Rumored to have cost an incredible two million euros ($2.7 million at current exchange rates), it's significantly more than VWoA spent on its five cars at both SEMA '05 and '06.
The Wrthersee unveiling was explained in VW's official blurb as "a tribute to our GTI friends, the car fans who made the GTI a legend. It's a concept that was made for them." Consequently, it will also be seen at this summer's GTI International in the UK (but no word about Waterfest as we went to press).
So what's hidden under that awesome body? Mounted behind the driver's seat is a six liter W12 motor fitted with twin-turbos, and claims to develop 650PS at 6000rpm (641hp) and 550 lb/ft at 4500rpm.
With so much power, 0-60mph reportedly clocks in at 3.7sec and is said to reach 202mph. Our insiders doubted whether the claims were true, but it's still a mouth-watering prospect.
Klaus Bischoff, director of VW Design, explained, "Our greatest challenge was to provide the engine with sufficient air without watering down the GTI's profile." His team's solution was ingenious. They sloped the rear windows to create a duct between the glass and C-pillar. They also built large vents into the deep skirts and situated huge ducts in the front spoiler, retaining the GTI's distinctive honeycomb mesh.
To maintain the GTI silhouette, the designers used stock headlamps, hood, doors and tail lights. Although the roof also looks stock, it "carries its wing internally," said Bischoff. "The carbon roof is part of diffuser to supply downforce to the rear axle. It directs air over and under the rear spoiler."
The rear of the car is over 3" wider than stock to accommodate both the mid-engine configuration, as well as to provide more grip to the rear tires.

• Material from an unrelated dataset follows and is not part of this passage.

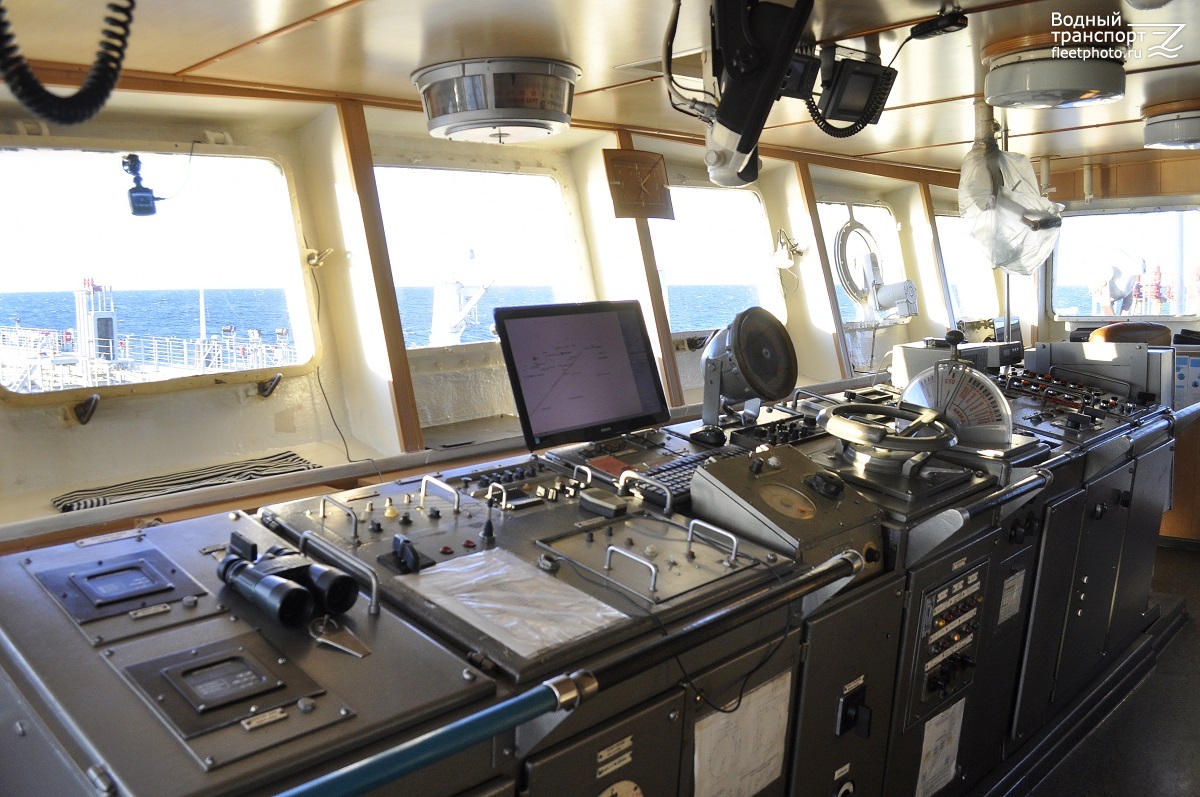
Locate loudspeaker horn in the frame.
[691,307,799,445]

The 295/30-19 rear tires are mounted on custom-made, dished versions of the GTI's stock "Detroit" wheel. The front tires are a narrower 235/35.

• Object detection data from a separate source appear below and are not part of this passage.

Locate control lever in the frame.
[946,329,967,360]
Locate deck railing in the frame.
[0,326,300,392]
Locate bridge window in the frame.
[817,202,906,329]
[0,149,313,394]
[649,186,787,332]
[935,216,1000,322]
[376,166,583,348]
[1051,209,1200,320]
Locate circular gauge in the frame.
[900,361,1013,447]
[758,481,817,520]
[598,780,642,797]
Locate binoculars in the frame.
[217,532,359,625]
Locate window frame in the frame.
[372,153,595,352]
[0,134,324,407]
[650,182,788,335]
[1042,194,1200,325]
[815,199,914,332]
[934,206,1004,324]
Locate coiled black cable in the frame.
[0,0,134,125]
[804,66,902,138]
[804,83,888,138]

The interior includes specially-designed sports seats wrapped in alcantara, while the doors have clear plastic covers in an attempt to save weight, leaving the internals exposed.

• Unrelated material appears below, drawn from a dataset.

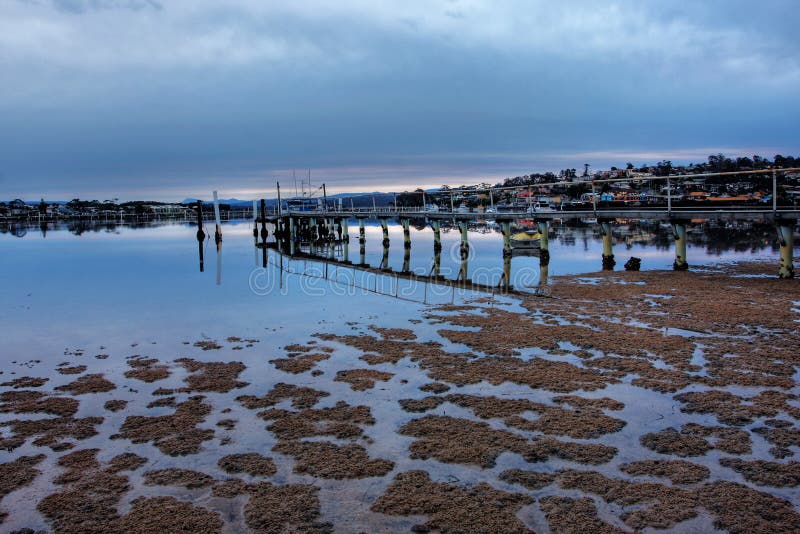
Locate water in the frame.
[0,221,787,531]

The dash features three pod-mounted gauges and a number of racecar-style toggle switches. There's also a fire extinguisher in place of the glovebox.
The climate controls have been stripped to the bare minimum and the air vents have mesh covers. There's also a new console for the DSG gear selector, finished to match the retrimmed steering wheel.
With a 340km/h speedo, the GTI W12 650 was built for both speed and spectacle. As such, it's the most spectacular vehicle to emerge from Wolfsburg's studio since the Veyron.
Don't expect much, if anything, from this concept to transfer to the GTI you buy. Its purpose is to showcase VW's technology and prove there's a strong pulse in the enthusiast hearts at Wolfsburg. And for that, we're extremely grateful.